The best surprise involved his favorite beer.

“Guinness doesn’t seem to behave like beer,” he says. “When I have most beer, I get the alcohol low that everybody told me was going to happen. But when I have a Guinness and a little something with it, to just counteract the low, I get a high. I’ve tried it five times now and I don’t get the low.”

That’s five Guinness and three other brands in just over eight months, well within allowable limits and not something MacPhee considers much of a hardship.

Rare was the night in recent years when either of us had more than two drinks. We’ve long offset a love of cheeseburgers and chocolate with a daily breakfast of oatmeal or cereal with fruit. And we hike a lot from spring to fall, though we do hibernate through the winter. So the lifestyle changes were more evolution than revolution.

“Where as before I might have had a snack bar that’s covered in chocolate, now I have a snack bar that has two or three chocolate chips in it,” explains MacPhee. “And the carbohydrate and sugar levels in that bar will be considerably lower than before.”

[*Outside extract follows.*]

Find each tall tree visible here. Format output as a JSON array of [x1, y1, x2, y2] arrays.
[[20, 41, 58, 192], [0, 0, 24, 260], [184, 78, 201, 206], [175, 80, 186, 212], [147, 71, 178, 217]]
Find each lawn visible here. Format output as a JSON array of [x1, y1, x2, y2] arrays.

The moderate approach paid off. Within months, the ratio is on target.

“These numbers are excellent,” Dr. Parlea declares during our last visit. “In the beginning, there was quite a bit of up and down, but I think you’re doing very well with the numbers so far.”

The progress has allowed us to relax. MacPhee has dropped the daily tests from seven or more to just four. He has grown comfortable enough with the ratio to increase his insulin for an extra helping of turkey, though only on rare occasions. And I no longer worry if he feels a low coming on while we are hiking hours from civilization.

All of that is as it should be.

“From now on,” says Dr. Parlea, “the trick becomes finding the balance between becoming very obsessive compulsive about these numbers and still enjoying what you do.”